If you don’t think flooring materials are subject to fads and trends, let your mind time-travel back to the wall-to-wall carpet era, when floors covered in plush acrylic were considered the height of luxury. Just thinking about it might make you sneeze. Hardwood floors have been the standard for many decades now, but the materials, stains, and finishes have shifted from glossy and dark to weathered and gray, and, lately, to a kind of barely finished pale oak with a low-sheen finish and wide, substantial planks. If you’ve opened a shelter magazine, wandered through some virtual home tours, or dug deep into the interior design world on Instagram, you’ve likely noticed that wide-plank, pale oak floors are having a moment—a very long moment.
“If you look at the houses in California that were built from the ’20s-’50s, all of them have narrow, red-oak floor boards, about 1 1/4- 2 inches wide. That’s the material that was readily available, and that was the style,” says Nero Smeraldo, the owner and founder of ENS Builders in Los Angeles. “But if you look at that floor closely, you’ll see a lot of seams. It gets pretty busy. I think people are drawn to a quieter looking floor now, with wider planks, fewer seams, and a lighter finish with old-fashioned wax and low-gloss treatments that were popular back before they invented polyurethane.
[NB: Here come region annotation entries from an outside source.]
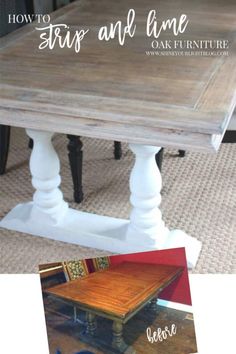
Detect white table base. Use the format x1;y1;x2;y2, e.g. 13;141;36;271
0;130;201;268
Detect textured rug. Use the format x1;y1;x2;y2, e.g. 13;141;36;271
0;128;236;273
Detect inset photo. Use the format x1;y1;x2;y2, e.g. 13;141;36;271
39;248;197;354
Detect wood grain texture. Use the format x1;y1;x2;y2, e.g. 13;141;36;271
0;0;236;150
47;262;183;323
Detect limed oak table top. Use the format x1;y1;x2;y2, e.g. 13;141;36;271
46;262;183;322
0;0;236;150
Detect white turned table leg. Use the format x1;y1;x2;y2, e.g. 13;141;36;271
127;144;169;247
26;129;68;224
126;144;201;268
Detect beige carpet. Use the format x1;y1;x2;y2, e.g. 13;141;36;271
0;129;236;273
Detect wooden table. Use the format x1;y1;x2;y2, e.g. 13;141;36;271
0;0;236;266
46;262;183;353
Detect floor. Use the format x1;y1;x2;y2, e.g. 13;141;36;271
45;300;197;354
0;128;236;273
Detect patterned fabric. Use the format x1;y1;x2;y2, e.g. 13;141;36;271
65;260;88;280
93;257;110;270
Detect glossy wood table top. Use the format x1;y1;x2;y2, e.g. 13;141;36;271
0;0;236;150
46;262;183;322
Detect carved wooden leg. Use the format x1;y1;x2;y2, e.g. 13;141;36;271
150;298;157;311
127;144;169;247
179;150;185;157
155;148;164;171
112;321;128;353
86;312;97;336
28;138;34;150
126;144;201;268
0;125;11;175
67;135;83;203
27;129;68;224
114;141;122;160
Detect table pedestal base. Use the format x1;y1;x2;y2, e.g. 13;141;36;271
0;202;201;268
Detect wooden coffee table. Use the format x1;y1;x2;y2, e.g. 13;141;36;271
46;262;183;353
0;0;236;267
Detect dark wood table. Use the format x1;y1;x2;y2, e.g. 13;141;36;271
46;262;183;353
0;0;236;266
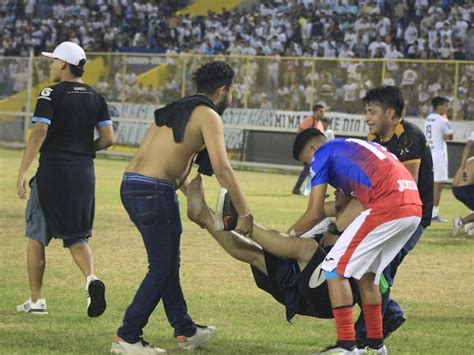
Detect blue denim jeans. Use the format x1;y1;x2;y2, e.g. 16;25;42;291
117;173;196;343
355;225;425;339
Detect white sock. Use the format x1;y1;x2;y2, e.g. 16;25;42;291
86;274;99;286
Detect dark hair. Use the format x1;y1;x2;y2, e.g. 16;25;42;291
68;59;86;78
362;85;405;117
293;128;326;160
193;62;235;94
431;96;449;110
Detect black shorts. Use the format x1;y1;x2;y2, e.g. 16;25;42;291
251;235;358;321
453;185;474;211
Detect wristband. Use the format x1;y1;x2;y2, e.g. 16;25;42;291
327;223;342;235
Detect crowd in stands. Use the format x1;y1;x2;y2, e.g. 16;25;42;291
0;0;474;119
0;0;474;60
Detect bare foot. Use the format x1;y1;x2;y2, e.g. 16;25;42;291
186;174;214;228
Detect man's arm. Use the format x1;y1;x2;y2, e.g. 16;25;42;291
199;107;253;235
16;122;49;199
402;159;420;184
443;133;453;142
324;201;337;217
289;184;327;236
94;125;115;151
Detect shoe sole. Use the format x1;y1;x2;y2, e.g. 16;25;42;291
17;309;48;316
384;317;407;339
178;329;216;351
214;187;227;231
87;280;107;317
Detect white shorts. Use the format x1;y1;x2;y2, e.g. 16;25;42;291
322;205;421;284
433;155;448;182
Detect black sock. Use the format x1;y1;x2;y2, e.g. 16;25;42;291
337;340;355;350
367;338;383;349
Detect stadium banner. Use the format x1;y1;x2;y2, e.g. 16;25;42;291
109;102;473;150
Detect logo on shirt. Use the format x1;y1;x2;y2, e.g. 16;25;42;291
39;88;53;101
308;263;326;288
397;180;418;192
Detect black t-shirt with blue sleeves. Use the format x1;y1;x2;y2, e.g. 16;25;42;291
32;81;112;158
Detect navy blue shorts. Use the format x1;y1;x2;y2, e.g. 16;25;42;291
25;178;89;248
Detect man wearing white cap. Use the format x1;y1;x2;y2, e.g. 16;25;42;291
17;42;114;317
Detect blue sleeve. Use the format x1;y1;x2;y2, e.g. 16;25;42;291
310;147;331;187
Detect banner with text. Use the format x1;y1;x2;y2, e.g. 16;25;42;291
109;102;474;150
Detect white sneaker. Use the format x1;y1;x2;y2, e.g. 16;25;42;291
464;222;474;233
110;336;167;355
453;216;463;237
85;277;107;317
363;345;388;355
16;298;48;314
176;324;216;351
314;345;365;355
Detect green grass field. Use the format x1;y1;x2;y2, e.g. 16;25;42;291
0;150;474;354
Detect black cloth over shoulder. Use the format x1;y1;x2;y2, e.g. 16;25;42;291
155;95;220;176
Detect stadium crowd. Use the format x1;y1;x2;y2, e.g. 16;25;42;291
0;0;474;119
0;0;474;60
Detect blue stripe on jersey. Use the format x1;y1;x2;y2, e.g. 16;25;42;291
311;139;378;193
31;117;51;126
97;120;112;127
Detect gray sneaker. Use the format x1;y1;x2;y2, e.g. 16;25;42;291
176;324;216;351
16;298;48;314
362;345;388;355
453;216;463;237
110;336;167;355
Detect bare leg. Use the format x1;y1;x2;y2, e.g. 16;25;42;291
461;213;474;224
27;239;46;302
433;182;443;211
357;273;382;304
328;278;353;308
69;243;94;277
252;224;318;263
187;176;317;265
186;175;268;274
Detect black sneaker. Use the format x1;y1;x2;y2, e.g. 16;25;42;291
214;187;239;231
313;344;365;355
383;315;407;339
86;279;107;317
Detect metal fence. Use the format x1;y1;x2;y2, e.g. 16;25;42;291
0;53;474;140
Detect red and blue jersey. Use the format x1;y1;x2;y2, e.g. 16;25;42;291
311;138;422;208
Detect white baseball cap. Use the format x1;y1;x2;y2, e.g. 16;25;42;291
41;42;87;65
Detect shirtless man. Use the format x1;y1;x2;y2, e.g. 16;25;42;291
111;62;253;354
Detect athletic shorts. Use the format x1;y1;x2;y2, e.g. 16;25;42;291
322;205;421;285
453;185;474;211
433;155;448;182
251;234;358;321
25;178;88;248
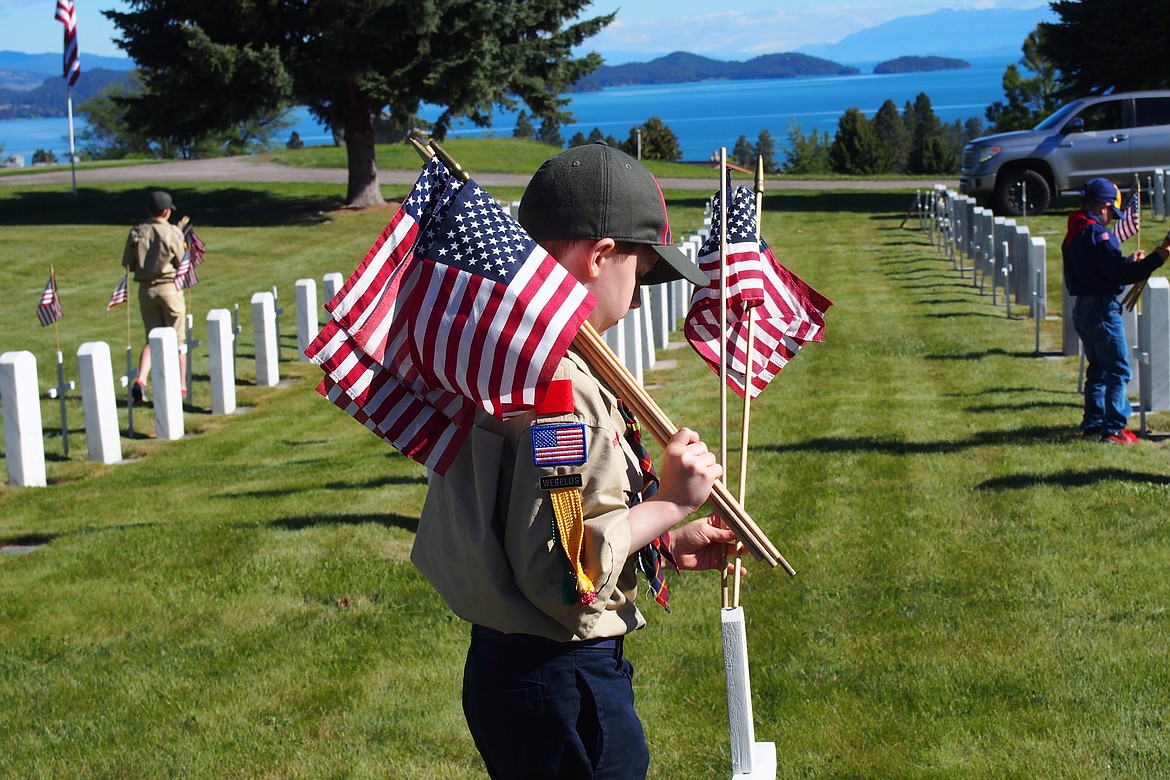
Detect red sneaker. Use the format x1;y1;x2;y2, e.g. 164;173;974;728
1101;428;1138;444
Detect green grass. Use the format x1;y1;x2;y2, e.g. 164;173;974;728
0;174;1170;779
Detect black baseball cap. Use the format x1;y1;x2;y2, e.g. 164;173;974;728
146;189;174;214
1081;179;1121;220
519;141;710;287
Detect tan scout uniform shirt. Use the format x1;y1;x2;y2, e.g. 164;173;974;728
411;352;646;642
122;220;184;284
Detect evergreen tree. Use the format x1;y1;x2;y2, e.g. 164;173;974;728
512;109;536;139
103;0;613;206
870;99;910;173
828;108;889;175
536;117;565;149
985;26;1060;132
731;136;756;168
755;127;779;173
783;119;830;175
1039;0;1170;97
907;92;958;174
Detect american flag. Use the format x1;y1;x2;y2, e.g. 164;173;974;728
105;274;130;312
36;274;61;327
174;219;205;290
532;423;585;465
683;187;833;398
1114;189;1142;241
305;159;596;474
56;0;81;87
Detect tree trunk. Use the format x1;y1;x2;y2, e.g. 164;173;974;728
345;111;386;208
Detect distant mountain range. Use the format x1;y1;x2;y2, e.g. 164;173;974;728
573;51;858;92
798;6;1058;64
0;51;135;91
0;68;129;119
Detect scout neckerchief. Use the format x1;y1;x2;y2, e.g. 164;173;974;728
618;399;679;612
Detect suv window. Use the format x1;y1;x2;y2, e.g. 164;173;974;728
1076;101;1122;132
1134;97;1170;127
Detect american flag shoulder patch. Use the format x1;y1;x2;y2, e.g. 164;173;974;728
532;422;586;465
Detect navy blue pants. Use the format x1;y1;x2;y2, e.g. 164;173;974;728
463;626;649;780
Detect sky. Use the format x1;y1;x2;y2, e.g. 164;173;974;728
0;0;1045;67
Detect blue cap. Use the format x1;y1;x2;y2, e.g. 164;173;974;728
1081;179;1121;220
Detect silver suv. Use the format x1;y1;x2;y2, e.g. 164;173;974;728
958;90;1170;216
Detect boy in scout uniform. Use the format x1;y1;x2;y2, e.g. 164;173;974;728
411;144;734;778
122;189;187;403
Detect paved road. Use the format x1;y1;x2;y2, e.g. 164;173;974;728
0;157;940;192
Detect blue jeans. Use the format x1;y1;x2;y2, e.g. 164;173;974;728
463;626;649;780
1073;296;1134;434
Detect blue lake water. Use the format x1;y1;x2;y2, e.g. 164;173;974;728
0;60;1009;163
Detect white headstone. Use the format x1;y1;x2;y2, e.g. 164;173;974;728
603;317;629;367
207;309;235;414
149;327;185;440
296;279;321;363
321;271;345;304
651;282;673;350
1138;276;1170;412
77;341;122;463
0;352;48;488
638;288;658;371
252;292;281;387
1060;284;1081;358
1028;237;1053;322
1121;299;1142;395
620;309;645;385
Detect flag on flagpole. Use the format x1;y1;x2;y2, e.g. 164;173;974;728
1114;189;1142;241
36;274;61;327
56;0;81;87
105;274;130;313
683;187;833;398
305;159;596;474
174;218;205;290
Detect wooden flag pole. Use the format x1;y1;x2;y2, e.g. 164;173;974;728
415;141;796;575
731;157;764;607
1121;174;1145;311
718;146;737;609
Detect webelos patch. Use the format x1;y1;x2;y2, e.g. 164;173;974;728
532;422;585;465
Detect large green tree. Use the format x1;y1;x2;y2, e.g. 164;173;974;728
870;98;910;173
104;0;613;206
828;108;890;175
986;26;1060;132
1039;0;1170;97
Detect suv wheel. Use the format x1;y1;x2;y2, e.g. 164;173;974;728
995;168;1052;216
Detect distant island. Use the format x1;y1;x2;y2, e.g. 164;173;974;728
572;51;860;92
0;68;129;119
874;57;971;75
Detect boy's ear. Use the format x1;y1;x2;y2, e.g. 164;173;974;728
585;239;618;279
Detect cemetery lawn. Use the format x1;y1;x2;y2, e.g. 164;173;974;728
0;178;1170;779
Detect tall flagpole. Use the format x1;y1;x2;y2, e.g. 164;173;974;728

That’s been the trend for a while now”
Oren Dothan, the Los Angeles-based architect at Darx studio that designed the Bel Air house featured here (and built by Grossman Construction and Development) agrees that fewer seams on a floor compete less with the interior design of a home, and the pale finish appeals to home owners who want to create a feeling of light and space.
“With light colored floors, it is nice to have select grade material which is low on knots and resins,” Dothan says. “The knots and resins in wood are challenging when using a light colored finish, since the knots don’t take the stain in the same manner as the rest of the plank. While the knots stain dark, the resins remain light, so the outcome is not as quiet or visually as clean. There is a current attraction with soft palettes in architecture and design. We are frequently using low-contrast materials with a light colors and muted sheen. It’s calm and pleasant.”
Dothan uses Northern Wide Plank flooring, a Canadian company that uses North American and European hardwoods to manufacture planks, and offers a range of products that take cutting-edge engineered flooring technology and marry it with hand-crafting techniques. For this Bel Air project, he used NWP’s Dover wide planks (Wixom collection), with a smoothed-out surface that exposes rough grain and subtle knots.
Each floor starts with the kiln drying process of raw wood, which is then sawn into lamellas (top layers) that are laminated onto a birch wood substrate to create planks up to 11 inches wide and 12 feet long. Engineered planks are then milled and graded before they’re finished, with a variety of stains and treatments, depending on the desired finish. They’re durable, more resilient to moisture, and sustainable.
“It’s more economical to use engineered planks, for sure,” adds Smeraldo. “And you get the look and feel of solid hardwood with a more durable floor that could last you 20-30 years.”
“And pale oak is not the only finish out there. There are literally dozens to choose from,” Smeraldo says. “It’s just the one you’re seeing everywhere right now.”